In the past year, 4,405 workers have been killed on the job in the United States, according to the Bureau of Labor Statistics Preliminary Fatal Injury Report for fiscal year 2013, published in September. Three out of every 100,000 workers died from fatal injuries on the job last year, totaling 12 per day.
The fatality report illustrates the life-threatening dangers faced by workers every day on the job in the US. Even in the 21st century, in one of the most technologically advanced nations, earning a livelihood still entails a daily risk to life and limb for tens of millions of workers.

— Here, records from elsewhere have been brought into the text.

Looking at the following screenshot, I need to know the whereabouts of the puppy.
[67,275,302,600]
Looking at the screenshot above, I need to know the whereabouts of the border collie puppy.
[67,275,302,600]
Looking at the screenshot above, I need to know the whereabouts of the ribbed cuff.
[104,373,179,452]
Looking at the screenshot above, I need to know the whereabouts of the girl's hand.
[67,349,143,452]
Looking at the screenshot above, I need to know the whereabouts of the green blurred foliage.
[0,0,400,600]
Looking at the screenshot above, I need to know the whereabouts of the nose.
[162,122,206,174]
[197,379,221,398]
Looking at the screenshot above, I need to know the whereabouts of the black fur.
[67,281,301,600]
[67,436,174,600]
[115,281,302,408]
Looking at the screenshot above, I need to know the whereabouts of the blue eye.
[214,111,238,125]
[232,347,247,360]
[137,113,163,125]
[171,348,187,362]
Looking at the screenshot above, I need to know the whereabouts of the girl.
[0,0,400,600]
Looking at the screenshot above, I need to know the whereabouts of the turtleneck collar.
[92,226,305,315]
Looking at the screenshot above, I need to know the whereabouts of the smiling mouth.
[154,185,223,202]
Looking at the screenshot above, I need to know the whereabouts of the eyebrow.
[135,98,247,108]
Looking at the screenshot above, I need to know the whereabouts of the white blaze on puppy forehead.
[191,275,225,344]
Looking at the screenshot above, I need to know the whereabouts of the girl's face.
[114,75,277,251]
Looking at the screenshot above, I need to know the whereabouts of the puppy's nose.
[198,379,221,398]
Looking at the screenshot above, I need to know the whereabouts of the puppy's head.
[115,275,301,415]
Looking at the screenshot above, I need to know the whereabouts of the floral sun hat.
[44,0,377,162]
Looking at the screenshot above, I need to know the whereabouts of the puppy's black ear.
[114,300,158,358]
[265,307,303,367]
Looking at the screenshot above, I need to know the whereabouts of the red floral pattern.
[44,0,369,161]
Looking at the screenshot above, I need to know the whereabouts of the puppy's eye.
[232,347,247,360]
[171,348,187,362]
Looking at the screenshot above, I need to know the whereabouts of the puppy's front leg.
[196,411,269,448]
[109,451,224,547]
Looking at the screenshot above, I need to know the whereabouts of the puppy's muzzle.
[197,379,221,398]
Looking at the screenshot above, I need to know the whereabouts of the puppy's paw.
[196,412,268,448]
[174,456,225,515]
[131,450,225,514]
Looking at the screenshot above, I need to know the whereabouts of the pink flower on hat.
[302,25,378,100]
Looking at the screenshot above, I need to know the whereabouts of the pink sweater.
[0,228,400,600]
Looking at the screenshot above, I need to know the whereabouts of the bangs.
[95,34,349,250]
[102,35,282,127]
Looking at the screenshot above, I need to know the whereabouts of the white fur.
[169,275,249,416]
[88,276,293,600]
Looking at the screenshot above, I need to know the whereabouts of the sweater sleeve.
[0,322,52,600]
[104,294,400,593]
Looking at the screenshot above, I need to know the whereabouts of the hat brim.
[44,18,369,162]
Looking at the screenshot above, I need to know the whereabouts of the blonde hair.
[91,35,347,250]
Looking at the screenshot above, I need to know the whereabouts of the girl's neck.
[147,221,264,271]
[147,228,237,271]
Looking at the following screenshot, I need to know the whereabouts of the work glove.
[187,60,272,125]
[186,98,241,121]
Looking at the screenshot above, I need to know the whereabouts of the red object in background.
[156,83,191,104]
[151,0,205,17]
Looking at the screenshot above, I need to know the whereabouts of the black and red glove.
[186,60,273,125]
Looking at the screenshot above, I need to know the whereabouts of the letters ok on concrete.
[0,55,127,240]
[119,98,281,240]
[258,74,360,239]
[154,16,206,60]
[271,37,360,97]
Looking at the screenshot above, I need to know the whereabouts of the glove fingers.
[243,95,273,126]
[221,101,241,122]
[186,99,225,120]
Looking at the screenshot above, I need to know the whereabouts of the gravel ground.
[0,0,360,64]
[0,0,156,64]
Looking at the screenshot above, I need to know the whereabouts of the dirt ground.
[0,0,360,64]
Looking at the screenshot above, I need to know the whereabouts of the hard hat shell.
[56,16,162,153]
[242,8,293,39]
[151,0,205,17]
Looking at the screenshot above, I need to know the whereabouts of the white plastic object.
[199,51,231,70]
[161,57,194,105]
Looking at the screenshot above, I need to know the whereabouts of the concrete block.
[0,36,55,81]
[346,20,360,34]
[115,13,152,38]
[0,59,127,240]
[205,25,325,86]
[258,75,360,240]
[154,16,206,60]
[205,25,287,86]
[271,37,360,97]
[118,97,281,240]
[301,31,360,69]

These on-the-job deaths are not unavoidable accidents, but are caused by the drive for profit, and despite these staggering figures, both the Democratic and Republican parties are overseeing further cuts to worker safety programs.
Included among the most dangerous industries are construction, with 806 worker deaths this year, trucking, transportation, and warehousing, with 707 worker deaths, and agriculture and forestry, with 480 worker deaths.
Transportation incidents in all industries, such as traffic accidents and loading/unloading injuries, accounted for the largest cause of worker deaths, at 1,740 fatalities. Violence and other injuries by a person or animal caused 753 fatalities. Falls, slips, and trips accounted for 699 fatalities.
While there has been a three-year contraction in the number of fatalities reported (4,693 in fiscal year 2011, 4,628 in fiscal year 2012, 4,405 in fiscal year 2013), this is not because workplaces are getting safer. The contraction in worker fatalities over the past three years corresponds to an overall contraction in mean employment participation, from 64.3 percent in fiscal year 2011 to 62.9 percent in fiscal year 2013. The report for this year is preliminary and will likely be adjusted upwards as state fatal injury reports are further reviewed, and as injured and sick workers die from injuries and illnesses sustained before October 1.
In addition to these staggering numbers, three million workers suffered a lost-work-time injury, amounting to 3.4 out of every 100 full-time equivalent workers. The median number of days lost for these injuries is nine.
Despite the occasional hollow phrase against worker deaths, the entire political establishment is in favor of stripping protections for workers. Secretary of Labor Thomas E. Perez has said “no one should have to sacrifice their life for their livelihood, because a nation built on the dignity of work must provide safe working conditions for its people.” In reality, Secretary Perez and the Obama administration have overseen tens of millions of dollars in “efficiency” cuts to OSHA.
The OSHA budget for fiscal year 2013 was $565 million. This is down $18 million from the fiscal year 2012 budget of $583 million, and $8 million down from the fiscal year 2011 budget of $573 million. The budget for the current fiscal year is $570 million, which is only a scant increase from last year and still a large overall cut from 2011, even without accounting for inflation.
The meager amount allotted to worker safety programs is part of a larger program of social counterrevolution, whereby the gains made by the working class through over a century of social struggle are being pared away.
Cuts to worker safety programs such as OSHA coincide with massive cuts to food stamps, public education, scientific research, and infrastructure maintenance. The budgets of all basic social programs have contracted far more rapidly since the beginning of the bipartisan budget sequester two years ago.
Both big business parties explain away the dangerous conditions workers face on the job as part of the basic facts of life, but deaths by transportation accident, violence, falling, electrocution, and crushing are in fact preventable tragedies. Instead of increasing funding for OSHA or passing legislation strengthening workers’ protections, both the Democrats and Republicans are calling for “efficiency” and “fiscal restraint,” which are code words for even further cuts and austerity.
The trade unions are playing a notable role in supporting the cuts to OSHA and blocking any worker protection legislation. The American Federation of State, County and Municipal Workers (AFSCME) spent $6.35 million this past election supporting candidates of the Democratic Party—the party responsible for recent OSHA cuts. The Service Employees International Union (SEIU) spent $4.99 million, and the AFL-CIO spent $1.9 million. All of this money comes from dues money, either directly or through investment dividends.
While funds are denied for worker safety, the government finds plenty of money for war and destruction, as billions of dollars are being spent on the renewed war in Iraq, Syria and Afghanistan. In the first two months of airstrikes on targets in Iraq and Syria this autumn, the Pentagon spent an estimated $1.1 billion.
Taken together, OSHA’s past two annual budgets amount to $1.14 billion. The Pentagon estimates its current daily expenditure in Iraq and Syria at $10 million, and that number will surely rise with the new deployment of 1,500 more “advisers.” If a full-scale land invasion takes place, the Pentagon estimates the daily expenditure at $60 million a day.
It is clear that in the minds of Obama, both parties of big business, and the trade unions, that while there must be unlimited money for imperialist war, there can be no spending on basic social programs or worker safety. The tragic deaths of hundreds of workers each year are a product of this fact of life under capitalism.